Too Late to Stop Now
Day of the Dead
Reviewed by Neph Basedow, Fri., Dec. 16, 2016
Dropped amidst its subject's 50th anniversary, May's 5-CD Day of the Dead yields 59 contemporary takes on classic Grateful Dead. Curated and produced by the National's Aaron and Bryce Dessner, the set benefits the Red Hot organization for AIDS (revisit 1993 alt masterpiece No Alternative). Senegalese fusion outfit Orchestra Baobab, jazz banjoist Béla Fleck, and electronic noise wiz Tim Hecker stir the indie rock dominant roster, the War on Drugs opener "Touch of Grey" merging esteem with novelty while maintaining the single's skeleton and annexing the Philadelphians' own Knopfler-esque quirks. Mumford & Sons, meanwhile, interlope on "Friend of the Devil," stripping it of levity or risk. The National's "Morning Dew" hypnotizes, Matt Berninger's baritone romancing the Bonnie Dobson-penned tune's post-apocalyptic narrative and the Dessners' ethereal guitars replacing the original's folk strum.
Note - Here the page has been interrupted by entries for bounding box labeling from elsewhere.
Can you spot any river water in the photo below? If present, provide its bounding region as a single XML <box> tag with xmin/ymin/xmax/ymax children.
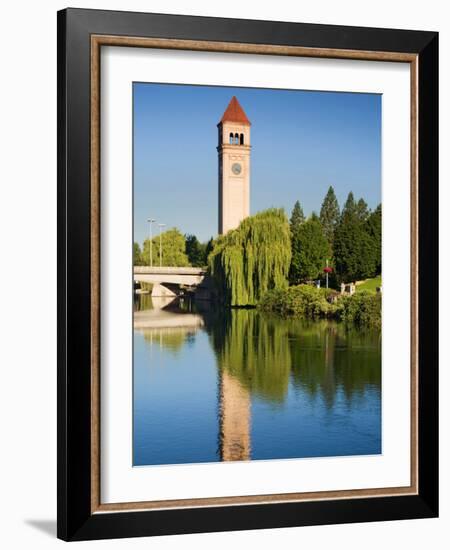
<box><xmin>133</xmin><ymin>295</ymin><xmax>381</xmax><ymax>466</ymax></box>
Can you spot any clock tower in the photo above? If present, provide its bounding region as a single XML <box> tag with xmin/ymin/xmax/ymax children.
<box><xmin>217</xmin><ymin>96</ymin><xmax>251</xmax><ymax>235</ymax></box>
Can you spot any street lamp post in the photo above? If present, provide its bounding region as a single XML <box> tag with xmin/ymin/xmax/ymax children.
<box><xmin>158</xmin><ymin>223</ymin><xmax>166</xmax><ymax>267</ymax></box>
<box><xmin>147</xmin><ymin>222</ymin><xmax>156</xmax><ymax>267</ymax></box>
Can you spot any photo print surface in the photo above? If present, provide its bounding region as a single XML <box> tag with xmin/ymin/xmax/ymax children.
<box><xmin>132</xmin><ymin>82</ymin><xmax>382</xmax><ymax>466</ymax></box>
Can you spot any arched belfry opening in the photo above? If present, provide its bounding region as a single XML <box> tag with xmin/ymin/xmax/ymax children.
<box><xmin>217</xmin><ymin>96</ymin><xmax>251</xmax><ymax>234</ymax></box>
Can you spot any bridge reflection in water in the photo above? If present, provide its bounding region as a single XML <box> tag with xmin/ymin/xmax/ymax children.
<box><xmin>134</xmin><ymin>295</ymin><xmax>381</xmax><ymax>465</ymax></box>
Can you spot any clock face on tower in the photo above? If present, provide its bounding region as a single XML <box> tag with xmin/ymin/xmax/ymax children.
<box><xmin>231</xmin><ymin>162</ymin><xmax>242</xmax><ymax>176</ymax></box>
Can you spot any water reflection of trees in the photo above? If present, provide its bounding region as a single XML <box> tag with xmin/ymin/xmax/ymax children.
<box><xmin>139</xmin><ymin>327</ymin><xmax>195</xmax><ymax>354</ymax></box>
<box><xmin>205</xmin><ymin>310</ymin><xmax>381</xmax><ymax>406</ymax></box>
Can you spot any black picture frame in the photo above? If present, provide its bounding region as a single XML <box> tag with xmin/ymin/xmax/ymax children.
<box><xmin>57</xmin><ymin>9</ymin><xmax>438</xmax><ymax>541</ymax></box>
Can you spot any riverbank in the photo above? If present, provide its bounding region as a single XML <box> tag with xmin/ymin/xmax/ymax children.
<box><xmin>258</xmin><ymin>285</ymin><xmax>381</xmax><ymax>328</ymax></box>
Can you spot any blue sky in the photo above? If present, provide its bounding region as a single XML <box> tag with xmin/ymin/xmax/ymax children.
<box><xmin>133</xmin><ymin>83</ymin><xmax>381</xmax><ymax>244</ymax></box>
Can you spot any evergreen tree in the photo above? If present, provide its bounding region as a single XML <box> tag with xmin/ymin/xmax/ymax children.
<box><xmin>366</xmin><ymin>204</ymin><xmax>382</xmax><ymax>275</ymax></box>
<box><xmin>185</xmin><ymin>235</ymin><xmax>206</xmax><ymax>267</ymax></box>
<box><xmin>320</xmin><ymin>185</ymin><xmax>340</xmax><ymax>247</ymax></box>
<box><xmin>289</xmin><ymin>201</ymin><xmax>305</xmax><ymax>284</ymax></box>
<box><xmin>289</xmin><ymin>201</ymin><xmax>305</xmax><ymax>233</ymax></box>
<box><xmin>334</xmin><ymin>192</ymin><xmax>377</xmax><ymax>282</ymax></box>
<box><xmin>356</xmin><ymin>199</ymin><xmax>370</xmax><ymax>222</ymax></box>
<box><xmin>133</xmin><ymin>243</ymin><xmax>144</xmax><ymax>265</ymax></box>
<box><xmin>289</xmin><ymin>216</ymin><xmax>330</xmax><ymax>284</ymax></box>
<box><xmin>340</xmin><ymin>191</ymin><xmax>356</xmax><ymax>221</ymax></box>
<box><xmin>205</xmin><ymin>237</ymin><xmax>214</xmax><ymax>265</ymax></box>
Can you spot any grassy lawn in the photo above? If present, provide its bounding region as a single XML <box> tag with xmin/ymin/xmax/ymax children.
<box><xmin>356</xmin><ymin>275</ymin><xmax>381</xmax><ymax>292</ymax></box>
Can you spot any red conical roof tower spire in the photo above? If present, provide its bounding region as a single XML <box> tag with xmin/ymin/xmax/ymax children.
<box><xmin>219</xmin><ymin>96</ymin><xmax>251</xmax><ymax>126</ymax></box>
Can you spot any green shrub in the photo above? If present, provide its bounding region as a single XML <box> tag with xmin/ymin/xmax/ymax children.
<box><xmin>336</xmin><ymin>290</ymin><xmax>381</xmax><ymax>328</ymax></box>
<box><xmin>258</xmin><ymin>285</ymin><xmax>381</xmax><ymax>328</ymax></box>
<box><xmin>259</xmin><ymin>285</ymin><xmax>336</xmax><ymax>319</ymax></box>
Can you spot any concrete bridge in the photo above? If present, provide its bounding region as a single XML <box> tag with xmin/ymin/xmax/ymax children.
<box><xmin>133</xmin><ymin>266</ymin><xmax>210</xmax><ymax>299</ymax></box>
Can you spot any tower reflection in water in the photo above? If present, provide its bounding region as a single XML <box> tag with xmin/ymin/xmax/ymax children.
<box><xmin>134</xmin><ymin>301</ymin><xmax>381</xmax><ymax>465</ymax></box>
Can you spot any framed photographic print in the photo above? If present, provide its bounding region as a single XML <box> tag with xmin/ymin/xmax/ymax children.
<box><xmin>58</xmin><ymin>9</ymin><xmax>438</xmax><ymax>540</ymax></box>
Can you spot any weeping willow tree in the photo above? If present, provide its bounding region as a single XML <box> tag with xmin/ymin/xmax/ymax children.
<box><xmin>208</xmin><ymin>208</ymin><xmax>291</xmax><ymax>306</ymax></box>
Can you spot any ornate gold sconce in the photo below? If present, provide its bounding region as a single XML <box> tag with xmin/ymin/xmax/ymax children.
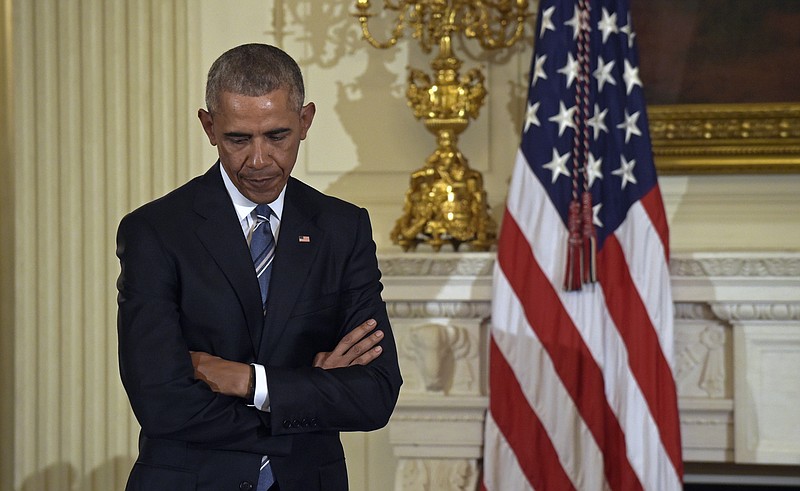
<box><xmin>353</xmin><ymin>0</ymin><xmax>529</xmax><ymax>251</ymax></box>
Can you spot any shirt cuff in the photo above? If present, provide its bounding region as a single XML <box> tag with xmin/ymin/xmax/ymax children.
<box><xmin>251</xmin><ymin>363</ymin><xmax>269</xmax><ymax>412</ymax></box>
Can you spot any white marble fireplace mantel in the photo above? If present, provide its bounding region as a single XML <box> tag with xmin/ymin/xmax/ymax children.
<box><xmin>380</xmin><ymin>252</ymin><xmax>800</xmax><ymax>490</ymax></box>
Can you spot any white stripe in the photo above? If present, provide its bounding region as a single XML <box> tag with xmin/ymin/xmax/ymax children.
<box><xmin>507</xmin><ymin>152</ymin><xmax>680</xmax><ymax>489</ymax></box>
<box><xmin>615</xmin><ymin>202</ymin><xmax>674</xmax><ymax>366</ymax></box>
<box><xmin>483</xmin><ymin>413</ymin><xmax>533</xmax><ymax>491</ymax></box>
<box><xmin>492</xmin><ymin>267</ymin><xmax>605</xmax><ymax>490</ymax></box>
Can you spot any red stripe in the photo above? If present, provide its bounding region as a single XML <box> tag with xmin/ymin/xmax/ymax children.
<box><xmin>597</xmin><ymin>235</ymin><xmax>683</xmax><ymax>476</ymax></box>
<box><xmin>489</xmin><ymin>337</ymin><xmax>575</xmax><ymax>491</ymax></box>
<box><xmin>640</xmin><ymin>186</ymin><xmax>669</xmax><ymax>263</ymax></box>
<box><xmin>497</xmin><ymin>212</ymin><xmax>642</xmax><ymax>490</ymax></box>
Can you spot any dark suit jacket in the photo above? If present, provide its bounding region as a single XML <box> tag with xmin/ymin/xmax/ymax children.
<box><xmin>117</xmin><ymin>163</ymin><xmax>402</xmax><ymax>491</ymax></box>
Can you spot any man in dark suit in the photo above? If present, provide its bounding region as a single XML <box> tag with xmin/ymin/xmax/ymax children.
<box><xmin>117</xmin><ymin>44</ymin><xmax>402</xmax><ymax>491</ymax></box>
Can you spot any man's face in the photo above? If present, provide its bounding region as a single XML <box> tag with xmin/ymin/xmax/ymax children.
<box><xmin>198</xmin><ymin>89</ymin><xmax>316</xmax><ymax>203</ymax></box>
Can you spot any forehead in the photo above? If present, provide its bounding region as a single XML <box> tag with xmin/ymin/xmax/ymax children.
<box><xmin>217</xmin><ymin>89</ymin><xmax>295</xmax><ymax>118</ymax></box>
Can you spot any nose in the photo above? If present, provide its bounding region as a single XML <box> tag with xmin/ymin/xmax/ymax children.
<box><xmin>249</xmin><ymin>141</ymin><xmax>269</xmax><ymax>169</ymax></box>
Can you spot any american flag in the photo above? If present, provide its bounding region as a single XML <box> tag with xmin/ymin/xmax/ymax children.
<box><xmin>483</xmin><ymin>0</ymin><xmax>683</xmax><ymax>491</ymax></box>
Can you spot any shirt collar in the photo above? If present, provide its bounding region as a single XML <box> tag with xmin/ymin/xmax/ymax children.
<box><xmin>219</xmin><ymin>162</ymin><xmax>286</xmax><ymax>221</ymax></box>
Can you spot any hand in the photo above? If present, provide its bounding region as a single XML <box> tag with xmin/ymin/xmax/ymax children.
<box><xmin>189</xmin><ymin>351</ymin><xmax>252</xmax><ymax>397</ymax></box>
<box><xmin>314</xmin><ymin>319</ymin><xmax>383</xmax><ymax>370</ymax></box>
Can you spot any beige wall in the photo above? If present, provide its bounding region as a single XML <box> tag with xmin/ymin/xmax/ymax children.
<box><xmin>0</xmin><ymin>0</ymin><xmax>800</xmax><ymax>491</ymax></box>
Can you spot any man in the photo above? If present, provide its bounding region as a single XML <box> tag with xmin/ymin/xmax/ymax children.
<box><xmin>117</xmin><ymin>44</ymin><xmax>402</xmax><ymax>491</ymax></box>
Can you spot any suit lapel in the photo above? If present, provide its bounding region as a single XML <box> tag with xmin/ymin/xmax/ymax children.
<box><xmin>259</xmin><ymin>179</ymin><xmax>324</xmax><ymax>362</ymax></box>
<box><xmin>194</xmin><ymin>164</ymin><xmax>264</xmax><ymax>353</ymax></box>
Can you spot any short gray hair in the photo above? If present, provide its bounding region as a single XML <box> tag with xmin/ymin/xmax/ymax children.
<box><xmin>206</xmin><ymin>43</ymin><xmax>305</xmax><ymax>114</ymax></box>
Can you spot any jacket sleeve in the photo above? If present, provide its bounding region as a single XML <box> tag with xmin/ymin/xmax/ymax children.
<box><xmin>116</xmin><ymin>215</ymin><xmax>285</xmax><ymax>454</ymax></box>
<box><xmin>267</xmin><ymin>209</ymin><xmax>402</xmax><ymax>435</ymax></box>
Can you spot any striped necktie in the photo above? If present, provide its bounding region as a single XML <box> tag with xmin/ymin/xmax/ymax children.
<box><xmin>250</xmin><ymin>205</ymin><xmax>275</xmax><ymax>491</ymax></box>
<box><xmin>250</xmin><ymin>205</ymin><xmax>275</xmax><ymax>312</ymax></box>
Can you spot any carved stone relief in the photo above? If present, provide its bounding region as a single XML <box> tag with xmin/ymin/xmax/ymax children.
<box><xmin>675</xmin><ymin>319</ymin><xmax>731</xmax><ymax>398</ymax></box>
<box><xmin>393</xmin><ymin>319</ymin><xmax>480</xmax><ymax>396</ymax></box>
<box><xmin>395</xmin><ymin>459</ymin><xmax>479</xmax><ymax>491</ymax></box>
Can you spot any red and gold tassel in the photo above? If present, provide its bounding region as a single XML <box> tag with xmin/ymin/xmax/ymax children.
<box><xmin>564</xmin><ymin>199</ymin><xmax>583</xmax><ymax>291</ymax></box>
<box><xmin>581</xmin><ymin>191</ymin><xmax>597</xmax><ymax>283</ymax></box>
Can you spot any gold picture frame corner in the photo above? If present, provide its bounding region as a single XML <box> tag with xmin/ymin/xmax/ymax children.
<box><xmin>648</xmin><ymin>102</ymin><xmax>800</xmax><ymax>175</ymax></box>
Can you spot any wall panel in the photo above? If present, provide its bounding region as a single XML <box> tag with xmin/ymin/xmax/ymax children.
<box><xmin>8</xmin><ymin>0</ymin><xmax>197</xmax><ymax>491</ymax></box>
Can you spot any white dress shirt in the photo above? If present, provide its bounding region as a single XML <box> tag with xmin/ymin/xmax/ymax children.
<box><xmin>219</xmin><ymin>164</ymin><xmax>286</xmax><ymax>411</ymax></box>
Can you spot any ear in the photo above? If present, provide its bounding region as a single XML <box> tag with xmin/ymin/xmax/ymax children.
<box><xmin>300</xmin><ymin>102</ymin><xmax>317</xmax><ymax>140</ymax></box>
<box><xmin>197</xmin><ymin>108</ymin><xmax>217</xmax><ymax>146</ymax></box>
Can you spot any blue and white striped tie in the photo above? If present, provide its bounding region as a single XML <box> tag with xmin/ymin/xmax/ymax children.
<box><xmin>250</xmin><ymin>205</ymin><xmax>275</xmax><ymax>312</ymax></box>
<box><xmin>250</xmin><ymin>205</ymin><xmax>275</xmax><ymax>491</ymax></box>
Stephen Malkmus' Jicks have forever channeled the San Franciscan mystics through jam leanings, and here the Portlanders take creative liberty while evoking the celebrants' spontaneous essence. Real Estate honor "Here Comes Sunshine," funneling the Wake of the Flood tune through their dream jangle filter. Flaming Lips uphold the Dead's psychedelic soul via 1968's "Dark Star," the originators' improvisational springboard. Deadheads don't require this or any other tribute, but connecting with at least a couple of the set's five hours comes easily. Its modern cast, too, may well bridge a generational gap to rouse new converts.